I’ve done a little sniffing around lately, and it seems that the state of the art in integrated assessment models isn’t too different from what it was in 1995 – most models still use exogenous depletion trajectories or some kind of optimization or equilibrium approach. The only real innovation I’ve seen is a stochastic model-within-a-model approach – essentially, agents know the structure of the system they’re in, but are uncertain about it’s state, so they make stochastically optimal decisions at each point in time. This is a step in the right direction, but still implies a very high cognitive load and degree of intended rationality that doesn’t square with real institutions. I’d be very interested to hear about anything new that moves toward a true behavioral model of resource management.
SEED has a nice story on perception of curving shots in football (soccer).
The physics of the curving trajectory is interesting. In short, a light spinning ball can transition from a circular trajectory to a tighter spiral, surprising the goalkeeper.
What I find really interesting, though, is that goalkeepers don’t anticipate this.
But goalkeepers see hundreds of free kicks in practice on a daily basis. Surely they’d eventually adapt to bending shots, wouldn’t they?
… Elite professionals from some of the top soccer clubs in the world were shown simulations of straight and bending free kicks, which disappeared from view 10 to 12.5 meters from the goal. They then had to predict the path of the ball. The players were accurate for straight kicks, but they made systematic errors on bending shots. Instead of taking the curve into account, players tended to assume the ball would continue straight along the path it was following when it disappeared. Even more surprisingly, goalkeepers were no better at predicting the path of bending balls than other players. …
I think the interesting question is, could they be trained to anticipate this? It’s fairly easy for the goalie to observe the early trajectory of a ball, but due to the nonlinear transition to a new curvature, that’s not helpful.

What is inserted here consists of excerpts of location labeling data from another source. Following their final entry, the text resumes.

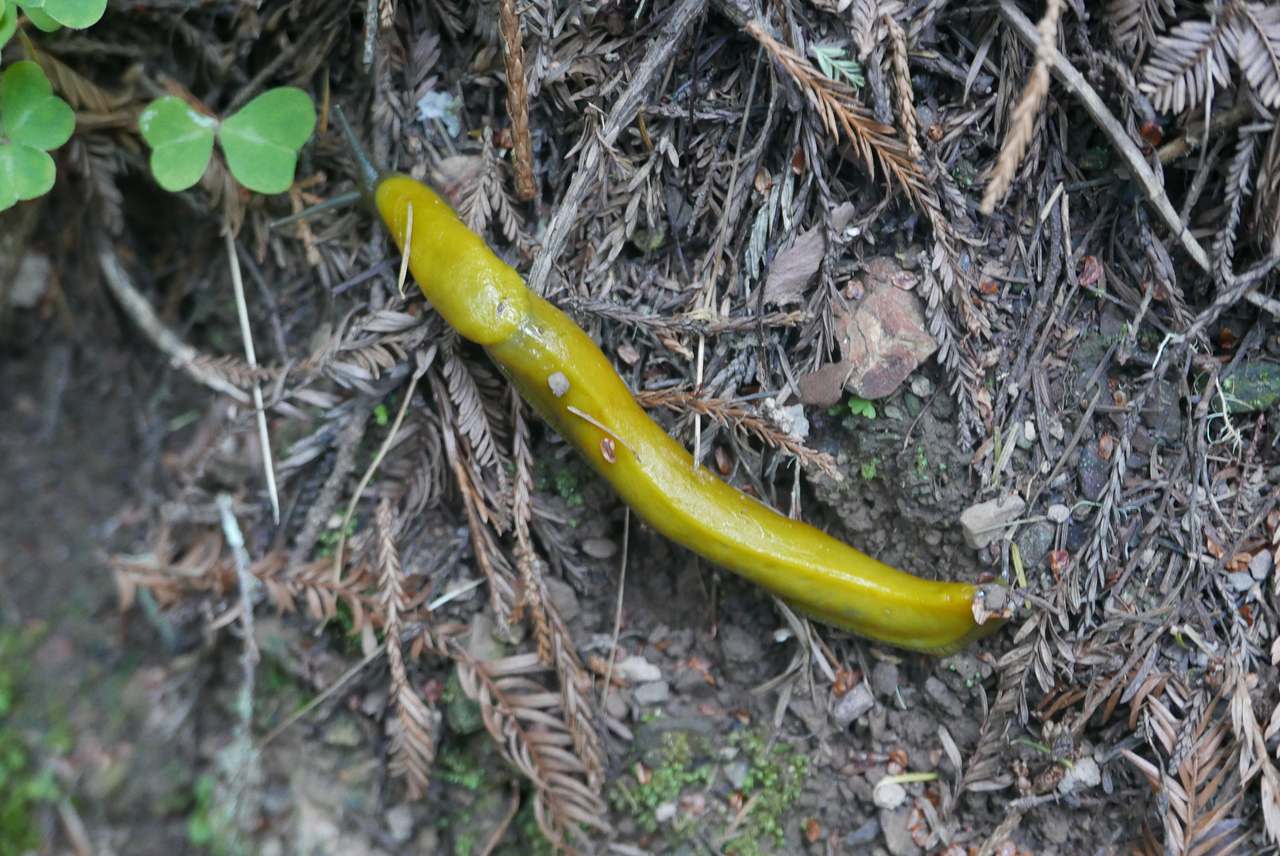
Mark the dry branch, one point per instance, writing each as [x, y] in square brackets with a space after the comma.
[1075, 82]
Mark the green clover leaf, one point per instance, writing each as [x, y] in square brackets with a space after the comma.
[32, 120]
[24, 174]
[39, 17]
[261, 141]
[30, 111]
[8, 22]
[181, 140]
[76, 14]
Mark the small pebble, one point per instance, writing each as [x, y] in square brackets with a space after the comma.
[853, 705]
[1260, 566]
[888, 795]
[1240, 580]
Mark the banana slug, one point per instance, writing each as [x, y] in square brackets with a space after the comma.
[574, 387]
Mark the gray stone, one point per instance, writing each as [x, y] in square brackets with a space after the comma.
[1240, 580]
[1083, 774]
[400, 823]
[1034, 543]
[736, 773]
[983, 522]
[563, 596]
[886, 338]
[1261, 564]
[888, 795]
[895, 825]
[599, 548]
[853, 705]
[483, 642]
[652, 694]
[636, 669]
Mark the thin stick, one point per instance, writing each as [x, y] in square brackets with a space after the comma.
[424, 362]
[408, 241]
[1115, 132]
[342, 200]
[320, 699]
[264, 436]
[503, 823]
[617, 610]
[517, 100]
[169, 343]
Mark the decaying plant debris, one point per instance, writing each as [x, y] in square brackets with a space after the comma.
[652, 165]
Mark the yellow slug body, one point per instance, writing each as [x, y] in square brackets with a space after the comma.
[572, 385]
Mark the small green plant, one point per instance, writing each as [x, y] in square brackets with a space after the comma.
[922, 463]
[775, 779]
[676, 772]
[23, 782]
[833, 63]
[567, 486]
[32, 123]
[33, 120]
[862, 407]
[260, 141]
[49, 15]
[869, 468]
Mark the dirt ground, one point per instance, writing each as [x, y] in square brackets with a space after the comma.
[133, 712]
[894, 268]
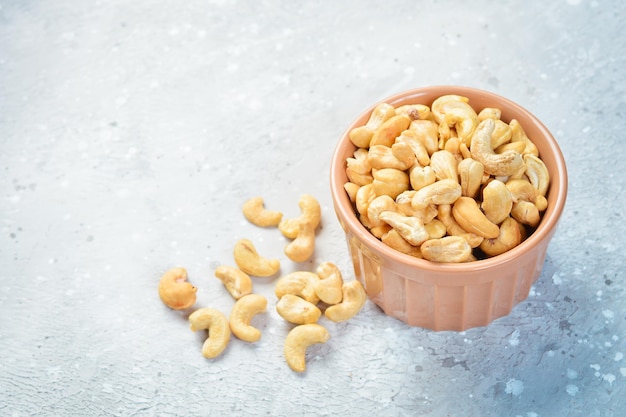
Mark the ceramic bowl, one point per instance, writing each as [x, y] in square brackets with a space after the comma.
[447, 296]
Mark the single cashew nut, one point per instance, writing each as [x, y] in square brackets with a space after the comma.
[354, 297]
[297, 342]
[445, 191]
[505, 164]
[390, 181]
[469, 216]
[362, 135]
[297, 310]
[444, 165]
[311, 212]
[242, 313]
[471, 175]
[217, 325]
[410, 228]
[497, 201]
[300, 283]
[390, 129]
[509, 237]
[175, 291]
[236, 282]
[302, 247]
[329, 288]
[254, 210]
[249, 261]
[446, 249]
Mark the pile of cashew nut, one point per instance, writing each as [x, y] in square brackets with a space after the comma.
[446, 183]
[301, 295]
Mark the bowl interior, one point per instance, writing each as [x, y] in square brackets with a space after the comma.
[549, 152]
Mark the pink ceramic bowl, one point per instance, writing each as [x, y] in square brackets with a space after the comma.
[445, 296]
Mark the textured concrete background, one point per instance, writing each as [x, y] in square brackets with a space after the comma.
[132, 131]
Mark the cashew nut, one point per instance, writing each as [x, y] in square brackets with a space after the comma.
[390, 129]
[353, 299]
[297, 310]
[300, 283]
[505, 164]
[175, 291]
[471, 176]
[454, 111]
[446, 249]
[328, 288]
[409, 227]
[311, 212]
[390, 181]
[217, 325]
[467, 214]
[254, 210]
[362, 135]
[497, 201]
[302, 247]
[236, 282]
[249, 261]
[299, 339]
[509, 237]
[444, 191]
[242, 313]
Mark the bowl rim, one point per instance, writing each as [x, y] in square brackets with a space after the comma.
[544, 230]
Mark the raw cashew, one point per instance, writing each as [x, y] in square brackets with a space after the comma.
[399, 156]
[249, 261]
[444, 165]
[242, 313]
[390, 129]
[390, 181]
[427, 133]
[444, 191]
[537, 173]
[410, 228]
[236, 282]
[454, 111]
[497, 201]
[303, 246]
[175, 291]
[297, 342]
[446, 249]
[444, 214]
[301, 283]
[328, 288]
[469, 216]
[217, 325]
[505, 164]
[471, 176]
[354, 297]
[254, 210]
[509, 237]
[362, 135]
[297, 310]
[311, 212]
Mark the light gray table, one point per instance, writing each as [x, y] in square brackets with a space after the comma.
[131, 133]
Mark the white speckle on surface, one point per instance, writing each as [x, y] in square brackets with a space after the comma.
[571, 389]
[514, 387]
[610, 378]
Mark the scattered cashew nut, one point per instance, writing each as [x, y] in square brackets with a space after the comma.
[242, 313]
[297, 342]
[249, 261]
[354, 297]
[175, 291]
[217, 325]
[236, 282]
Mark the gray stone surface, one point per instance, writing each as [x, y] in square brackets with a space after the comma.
[132, 131]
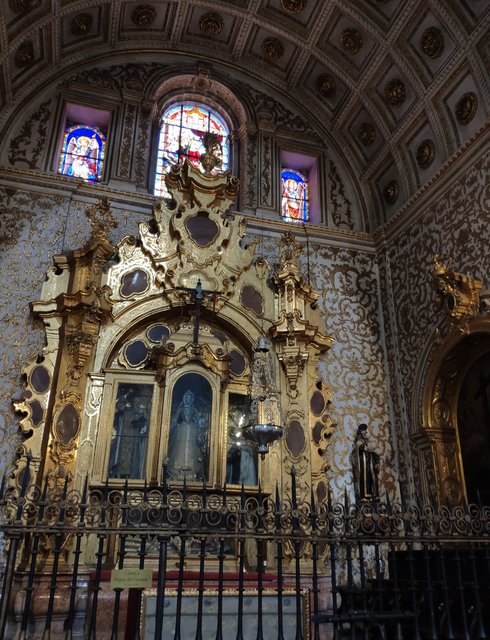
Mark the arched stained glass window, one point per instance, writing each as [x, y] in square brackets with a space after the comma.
[295, 204]
[83, 152]
[181, 137]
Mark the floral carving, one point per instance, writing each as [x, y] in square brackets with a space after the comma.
[127, 141]
[143, 15]
[266, 171]
[425, 153]
[367, 134]
[391, 192]
[432, 42]
[20, 6]
[341, 205]
[81, 24]
[272, 48]
[24, 56]
[351, 41]
[395, 93]
[211, 23]
[141, 160]
[293, 6]
[326, 85]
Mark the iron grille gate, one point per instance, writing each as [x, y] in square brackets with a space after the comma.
[239, 566]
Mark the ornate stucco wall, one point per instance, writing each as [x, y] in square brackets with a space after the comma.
[369, 300]
[33, 228]
[456, 227]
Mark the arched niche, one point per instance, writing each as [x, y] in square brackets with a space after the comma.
[444, 441]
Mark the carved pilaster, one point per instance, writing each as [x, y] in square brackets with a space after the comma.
[78, 306]
[298, 341]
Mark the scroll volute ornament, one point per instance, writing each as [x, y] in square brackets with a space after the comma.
[457, 294]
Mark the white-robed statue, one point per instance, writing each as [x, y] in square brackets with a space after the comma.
[187, 451]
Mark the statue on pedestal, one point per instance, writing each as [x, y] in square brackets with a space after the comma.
[365, 467]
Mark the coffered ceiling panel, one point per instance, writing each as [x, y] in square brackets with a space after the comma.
[149, 20]
[378, 81]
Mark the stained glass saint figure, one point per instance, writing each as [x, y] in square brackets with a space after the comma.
[83, 152]
[295, 197]
[182, 137]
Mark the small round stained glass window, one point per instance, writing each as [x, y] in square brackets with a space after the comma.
[136, 353]
[134, 282]
[83, 152]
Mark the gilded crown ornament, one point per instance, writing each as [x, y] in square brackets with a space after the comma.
[394, 92]
[458, 294]
[326, 85]
[432, 42]
[425, 153]
[81, 24]
[466, 108]
[351, 41]
[143, 15]
[211, 23]
[213, 156]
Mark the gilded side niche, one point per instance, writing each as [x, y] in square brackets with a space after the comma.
[468, 334]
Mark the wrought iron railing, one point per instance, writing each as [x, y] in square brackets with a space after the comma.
[264, 566]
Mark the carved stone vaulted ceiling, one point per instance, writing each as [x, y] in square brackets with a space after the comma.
[395, 88]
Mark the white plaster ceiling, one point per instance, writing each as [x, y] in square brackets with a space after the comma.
[395, 73]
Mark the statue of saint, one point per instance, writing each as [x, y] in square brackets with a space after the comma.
[130, 432]
[365, 467]
[188, 439]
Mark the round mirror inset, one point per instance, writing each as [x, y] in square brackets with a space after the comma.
[317, 403]
[67, 424]
[40, 379]
[201, 229]
[316, 432]
[37, 412]
[238, 363]
[157, 333]
[295, 438]
[136, 353]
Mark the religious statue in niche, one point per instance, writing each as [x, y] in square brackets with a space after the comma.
[129, 443]
[190, 421]
[241, 459]
[365, 467]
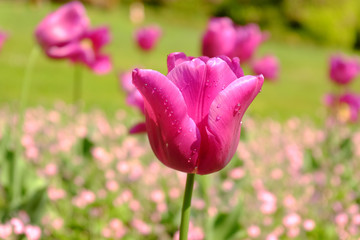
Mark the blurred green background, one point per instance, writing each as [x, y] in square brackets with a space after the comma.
[304, 33]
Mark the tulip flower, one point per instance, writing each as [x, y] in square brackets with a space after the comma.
[268, 66]
[352, 101]
[342, 70]
[346, 106]
[134, 98]
[193, 115]
[147, 37]
[66, 34]
[219, 38]
[3, 37]
[248, 39]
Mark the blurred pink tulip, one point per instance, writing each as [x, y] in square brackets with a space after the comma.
[268, 66]
[248, 39]
[147, 37]
[343, 70]
[193, 115]
[133, 98]
[219, 38]
[66, 34]
[3, 37]
[353, 102]
[346, 106]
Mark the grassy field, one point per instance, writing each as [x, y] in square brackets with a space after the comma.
[303, 79]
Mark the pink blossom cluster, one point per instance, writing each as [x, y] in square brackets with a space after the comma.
[223, 37]
[18, 227]
[344, 105]
[283, 188]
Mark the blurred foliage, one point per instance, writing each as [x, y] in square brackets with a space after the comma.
[328, 22]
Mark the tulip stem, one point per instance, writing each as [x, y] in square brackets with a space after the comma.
[15, 168]
[185, 212]
[77, 90]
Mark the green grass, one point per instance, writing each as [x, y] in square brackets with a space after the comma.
[303, 79]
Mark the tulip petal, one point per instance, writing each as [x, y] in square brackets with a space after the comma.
[100, 65]
[224, 123]
[62, 26]
[200, 83]
[99, 37]
[67, 51]
[176, 58]
[138, 128]
[173, 135]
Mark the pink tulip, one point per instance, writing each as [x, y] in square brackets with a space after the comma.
[268, 66]
[353, 102]
[134, 98]
[148, 37]
[342, 70]
[193, 115]
[3, 37]
[66, 34]
[219, 38]
[347, 106]
[248, 39]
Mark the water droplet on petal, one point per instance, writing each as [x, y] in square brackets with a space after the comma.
[237, 109]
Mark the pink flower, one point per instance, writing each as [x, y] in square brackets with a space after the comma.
[66, 34]
[147, 37]
[219, 38]
[309, 225]
[346, 106]
[254, 231]
[267, 66]
[5, 231]
[133, 98]
[343, 70]
[3, 37]
[193, 115]
[248, 39]
[32, 232]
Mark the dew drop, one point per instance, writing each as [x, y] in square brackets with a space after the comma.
[237, 108]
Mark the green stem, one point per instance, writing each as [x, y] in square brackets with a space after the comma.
[77, 90]
[15, 175]
[27, 82]
[185, 211]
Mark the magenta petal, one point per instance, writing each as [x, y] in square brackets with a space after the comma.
[67, 51]
[138, 128]
[234, 64]
[173, 135]
[99, 37]
[200, 83]
[67, 23]
[100, 65]
[224, 122]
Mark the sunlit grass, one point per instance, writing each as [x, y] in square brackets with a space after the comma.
[303, 78]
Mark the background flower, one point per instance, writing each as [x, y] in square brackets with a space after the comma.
[66, 34]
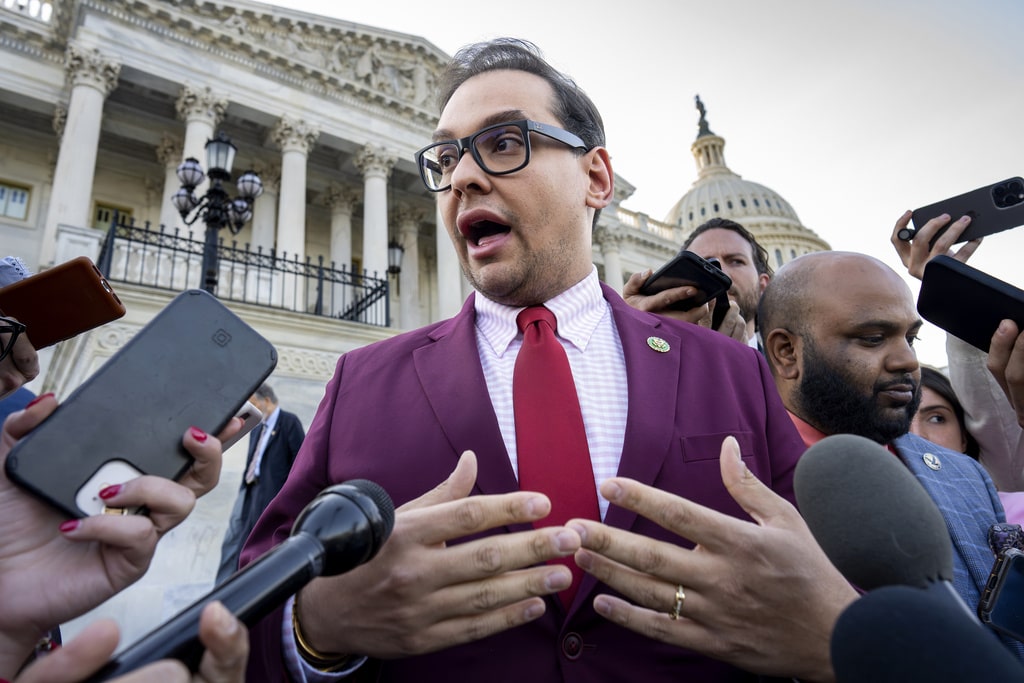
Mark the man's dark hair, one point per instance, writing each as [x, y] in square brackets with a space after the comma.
[573, 109]
[266, 393]
[940, 384]
[760, 253]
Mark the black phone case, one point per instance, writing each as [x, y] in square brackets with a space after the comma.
[1001, 604]
[688, 268]
[967, 302]
[992, 209]
[61, 302]
[194, 365]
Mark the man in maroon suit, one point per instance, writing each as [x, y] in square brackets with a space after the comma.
[463, 589]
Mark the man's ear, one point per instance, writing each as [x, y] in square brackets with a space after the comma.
[783, 351]
[601, 178]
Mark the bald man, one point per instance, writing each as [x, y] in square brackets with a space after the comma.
[839, 331]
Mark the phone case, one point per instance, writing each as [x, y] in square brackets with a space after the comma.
[688, 268]
[195, 364]
[1001, 604]
[61, 302]
[992, 209]
[967, 302]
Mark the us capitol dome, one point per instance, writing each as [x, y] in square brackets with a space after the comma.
[719, 191]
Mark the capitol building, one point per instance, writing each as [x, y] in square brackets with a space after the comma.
[101, 100]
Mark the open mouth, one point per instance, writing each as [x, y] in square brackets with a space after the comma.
[483, 231]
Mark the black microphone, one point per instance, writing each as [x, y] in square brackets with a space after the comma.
[899, 634]
[873, 519]
[344, 526]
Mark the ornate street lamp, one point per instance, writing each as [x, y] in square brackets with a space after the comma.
[216, 208]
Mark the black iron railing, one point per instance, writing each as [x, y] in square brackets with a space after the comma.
[173, 260]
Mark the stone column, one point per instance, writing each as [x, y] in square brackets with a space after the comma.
[169, 154]
[342, 201]
[609, 241]
[202, 111]
[295, 138]
[375, 163]
[92, 77]
[265, 208]
[450, 295]
[409, 219]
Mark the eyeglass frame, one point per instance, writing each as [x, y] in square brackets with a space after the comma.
[524, 125]
[15, 329]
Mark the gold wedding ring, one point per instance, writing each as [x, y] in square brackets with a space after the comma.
[680, 599]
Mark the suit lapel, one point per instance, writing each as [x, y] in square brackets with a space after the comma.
[452, 378]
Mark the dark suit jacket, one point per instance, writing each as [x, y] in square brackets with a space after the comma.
[401, 411]
[276, 463]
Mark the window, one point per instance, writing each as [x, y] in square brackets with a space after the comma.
[103, 214]
[13, 202]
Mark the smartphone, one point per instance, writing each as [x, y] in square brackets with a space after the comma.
[61, 302]
[992, 209]
[1001, 603]
[967, 302]
[688, 268]
[251, 417]
[195, 364]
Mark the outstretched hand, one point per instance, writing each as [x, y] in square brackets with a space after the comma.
[760, 595]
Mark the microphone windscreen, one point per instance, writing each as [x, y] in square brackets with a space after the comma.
[899, 634]
[875, 521]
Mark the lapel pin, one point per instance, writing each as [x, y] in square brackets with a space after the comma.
[658, 344]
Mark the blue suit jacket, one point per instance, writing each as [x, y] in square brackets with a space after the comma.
[967, 499]
[401, 411]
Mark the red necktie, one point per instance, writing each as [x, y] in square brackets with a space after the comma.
[550, 437]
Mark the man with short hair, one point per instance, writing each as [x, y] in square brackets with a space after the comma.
[465, 588]
[839, 331]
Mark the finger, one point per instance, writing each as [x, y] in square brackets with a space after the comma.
[458, 484]
[226, 642]
[204, 473]
[758, 501]
[686, 518]
[999, 351]
[168, 502]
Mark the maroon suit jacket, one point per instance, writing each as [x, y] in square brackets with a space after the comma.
[401, 411]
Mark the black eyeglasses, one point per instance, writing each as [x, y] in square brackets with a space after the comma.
[499, 150]
[9, 326]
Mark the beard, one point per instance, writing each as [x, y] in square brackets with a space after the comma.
[833, 402]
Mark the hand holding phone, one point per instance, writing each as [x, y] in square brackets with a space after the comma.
[689, 269]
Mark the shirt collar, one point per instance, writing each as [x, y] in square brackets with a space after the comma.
[578, 309]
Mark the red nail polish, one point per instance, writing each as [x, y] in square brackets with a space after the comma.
[110, 492]
[30, 404]
[70, 525]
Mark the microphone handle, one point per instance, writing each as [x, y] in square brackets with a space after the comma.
[250, 595]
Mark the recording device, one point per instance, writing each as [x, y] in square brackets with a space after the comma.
[343, 527]
[1001, 603]
[899, 634]
[873, 520]
[967, 302]
[61, 302]
[194, 365]
[688, 268]
[992, 209]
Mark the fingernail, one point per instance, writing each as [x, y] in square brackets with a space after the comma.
[111, 492]
[566, 542]
[70, 525]
[30, 404]
[557, 581]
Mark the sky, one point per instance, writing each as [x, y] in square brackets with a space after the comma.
[852, 111]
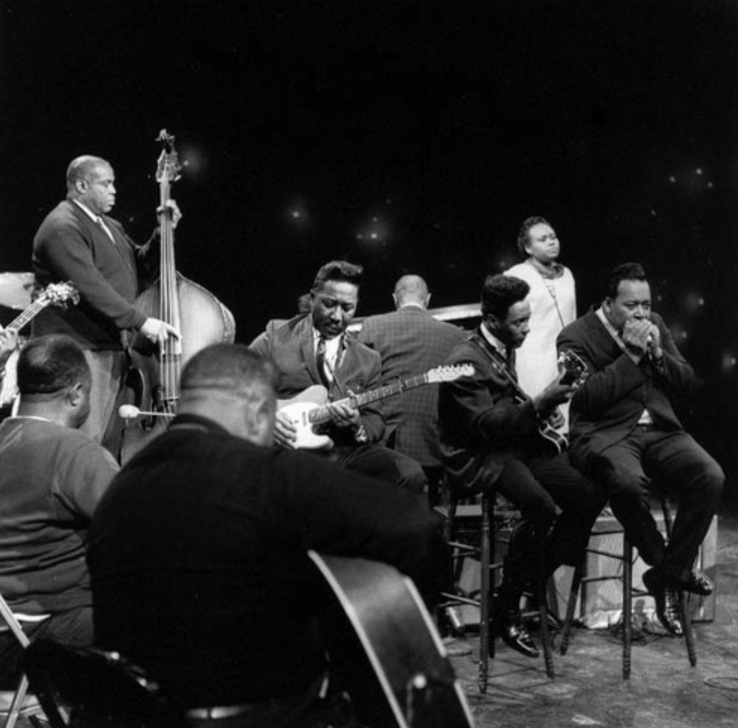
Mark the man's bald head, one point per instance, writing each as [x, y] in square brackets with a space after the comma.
[411, 290]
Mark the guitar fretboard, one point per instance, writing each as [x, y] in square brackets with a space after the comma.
[35, 308]
[321, 414]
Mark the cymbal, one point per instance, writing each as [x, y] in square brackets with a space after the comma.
[16, 289]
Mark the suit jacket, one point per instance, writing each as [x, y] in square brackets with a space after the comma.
[481, 417]
[609, 404]
[410, 342]
[290, 346]
[70, 247]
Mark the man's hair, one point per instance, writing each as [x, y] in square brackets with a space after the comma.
[230, 368]
[50, 364]
[81, 168]
[623, 272]
[500, 292]
[524, 233]
[338, 270]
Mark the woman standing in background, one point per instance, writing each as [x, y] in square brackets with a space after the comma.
[552, 301]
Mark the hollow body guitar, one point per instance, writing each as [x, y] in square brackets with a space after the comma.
[574, 371]
[383, 645]
[310, 409]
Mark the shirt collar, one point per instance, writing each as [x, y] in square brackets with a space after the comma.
[86, 210]
[494, 341]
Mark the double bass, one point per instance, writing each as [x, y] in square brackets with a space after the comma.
[152, 383]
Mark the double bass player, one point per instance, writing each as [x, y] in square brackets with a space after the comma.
[79, 242]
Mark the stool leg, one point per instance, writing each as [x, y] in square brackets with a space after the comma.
[571, 605]
[627, 605]
[688, 630]
[486, 595]
[543, 616]
[683, 608]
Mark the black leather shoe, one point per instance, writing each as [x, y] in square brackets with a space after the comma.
[515, 636]
[698, 583]
[508, 626]
[667, 603]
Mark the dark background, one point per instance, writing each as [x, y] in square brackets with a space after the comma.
[408, 136]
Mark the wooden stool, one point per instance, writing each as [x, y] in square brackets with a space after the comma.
[629, 592]
[488, 565]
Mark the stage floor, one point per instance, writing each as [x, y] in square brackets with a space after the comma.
[663, 691]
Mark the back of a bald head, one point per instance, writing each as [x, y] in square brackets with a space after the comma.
[230, 369]
[411, 289]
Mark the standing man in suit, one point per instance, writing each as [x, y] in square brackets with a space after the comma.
[625, 433]
[490, 439]
[316, 348]
[78, 242]
[410, 342]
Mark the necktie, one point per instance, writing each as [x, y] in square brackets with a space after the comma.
[104, 228]
[320, 362]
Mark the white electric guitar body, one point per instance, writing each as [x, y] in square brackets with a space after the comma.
[310, 409]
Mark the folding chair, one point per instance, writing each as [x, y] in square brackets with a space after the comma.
[17, 708]
[94, 688]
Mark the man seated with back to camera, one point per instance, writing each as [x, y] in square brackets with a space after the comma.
[198, 554]
[52, 476]
[627, 435]
[298, 346]
[490, 440]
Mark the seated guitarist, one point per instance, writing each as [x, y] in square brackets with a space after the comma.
[490, 438]
[314, 348]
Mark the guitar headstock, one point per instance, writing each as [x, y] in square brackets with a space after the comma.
[572, 367]
[168, 166]
[59, 294]
[450, 373]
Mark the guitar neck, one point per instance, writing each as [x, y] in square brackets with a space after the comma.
[31, 312]
[321, 414]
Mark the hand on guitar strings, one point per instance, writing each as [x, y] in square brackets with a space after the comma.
[285, 431]
[343, 414]
[555, 394]
[8, 343]
[158, 331]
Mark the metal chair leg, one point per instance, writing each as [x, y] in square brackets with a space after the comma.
[571, 605]
[627, 606]
[683, 605]
[486, 594]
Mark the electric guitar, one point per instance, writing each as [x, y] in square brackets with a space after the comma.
[311, 408]
[55, 294]
[573, 370]
[382, 644]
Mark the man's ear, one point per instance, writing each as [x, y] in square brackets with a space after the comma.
[492, 322]
[75, 394]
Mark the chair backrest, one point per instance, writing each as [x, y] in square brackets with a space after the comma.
[12, 624]
[96, 688]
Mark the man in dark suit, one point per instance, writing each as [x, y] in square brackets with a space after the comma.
[410, 342]
[78, 242]
[315, 348]
[490, 439]
[625, 434]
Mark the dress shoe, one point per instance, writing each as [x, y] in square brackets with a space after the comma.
[667, 603]
[698, 583]
[513, 634]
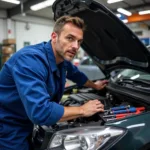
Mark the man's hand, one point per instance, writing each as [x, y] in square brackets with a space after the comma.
[100, 84]
[91, 107]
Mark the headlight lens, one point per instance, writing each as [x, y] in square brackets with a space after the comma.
[87, 138]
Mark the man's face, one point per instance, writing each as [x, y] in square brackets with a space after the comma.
[68, 42]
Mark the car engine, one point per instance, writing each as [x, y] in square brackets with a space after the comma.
[77, 97]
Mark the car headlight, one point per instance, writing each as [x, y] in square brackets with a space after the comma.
[84, 138]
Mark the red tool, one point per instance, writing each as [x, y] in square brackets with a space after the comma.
[122, 115]
[129, 110]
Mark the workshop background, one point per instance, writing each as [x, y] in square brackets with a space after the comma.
[25, 22]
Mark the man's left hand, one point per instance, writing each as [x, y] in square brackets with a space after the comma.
[100, 84]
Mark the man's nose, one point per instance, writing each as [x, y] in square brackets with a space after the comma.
[75, 45]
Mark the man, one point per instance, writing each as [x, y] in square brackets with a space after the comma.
[32, 83]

To guess whether the ball might suddenly take a wicked turn, one would have to judge its spin, which has to be much harder. My guess is that prediction is difficult, so the only option is to take robust action. In the case of the famous Carlos shot, one might guess that the goalie should have moved to cover the pole, even if he judged that the ball would be wide. (But who am I to say? I’m a lousy soccer player – I find 9 year olds to be stiff competition.)
SEED has another example:
I wrote about a similar problem on my blog earlier this year: How baseball fielders track fly balls. Researchers found that even when the ball is not spinning, outfielders don’t follow the optimum path to the ball—instead they constantly update their position in response to the ball’s motion.
At first this sounds like a classic lion-gazelle pursuit problem. But there’s one key difference: in pursuit problems I’ve seen, the opponent’s location is known, so the questions are all about physics and (maybe) strategic behavior. In soccer and baseball, at least part of the ball’s state (spin, for example) is at best poorly observed by the receiver. Therefore trajectories that appear to be suboptimal might actually be robust responses to imperfect measurement.
The problems faced by goalies and outfielders are in some ways much like those facing managers: what do you do, given imperfect information about a surprisingly nonlinear world?